I had written some conceptual articles about the prototyping approach and was looking for a suitable context when I came across John M. Carroll's work on minimalism, particularly the Nurnberg Funnel. Dr. Minnie Yen, a former office mate at the University of Houston and currently chair of the CIS Department at the University of Alaska-Anchorage, did her doctoral research involving SQL, the lingua franca of relational database software published by Oracle, IBM DB2, and MS SQL Server. (The University of Houston had implemented an early version of Oracle; in fact, we had the same dissertation committee chairman, whom taught the graduate database courses.)
I decided to write an unpublished minimal manual on learning SQL; basically the idea is modular self-contained chapters, written from an action perspective with practical tips and warnings on using the software. We had the relevant student subjects use a diary approach I had seen referenced elsewhere in the human factors literature to reflect their feedback in assessing the minimal manual and the relational database software. A fundamental distinction is that we were more interested in testing the usability and learnability of the manual and the software, not the students. It wasn't personal: it was business. If the student didn't have enough information to perform the task, if she had to ask Dr. Yen for assistance, if she didn't understand what I wrote, I needed to revise my manual. I already knew SQL, but I might use terminology or tacitly assume knowledge or experience that the user did not have.
This blog is a natural extension of the methodology I just described. I am writing from a perspective of both a software user (particularly from the Windows platform) and an academic. Most posts in this blog will be practical in nature. I'll never forget my first MIS professor, Al Napier, mentioned that investing hundreds or thousands of dollars in a PC for something a 99-cent recipe box does quite well is a mistake. I remember in the spring of 1991 teaching a microcomputer applications course at Illinois State and wanting students to devise projects that were personally useful. A number of students were uncomfortable with the ill-structured nature of the assignment; they were begging me to tell them what project to do. But some students were inspired. For example, I had a student from a farm whom built an application to track his farm animals' immunizations and other events.

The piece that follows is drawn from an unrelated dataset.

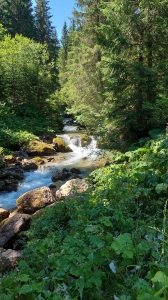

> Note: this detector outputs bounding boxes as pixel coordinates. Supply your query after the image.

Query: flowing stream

There are a number of excellent websites reviewing software titles and cloud services; this blog is not attempting to compete with them. It's not a site intended to provide tutorials for software products. What I'll often write about are practical issues I've had to deal with (e.g., problems running Windows chkdsk that even tech support at a popular security software company couldn't resolve), my approaches to filtering and backing up emails, how I've categorized and maintained my browser bookmarks, and similar topics. These posts aren't intended to compare and contrast products, platforms, browsers, and the like; I would like to think that my practical tips can be generalized to other contexts.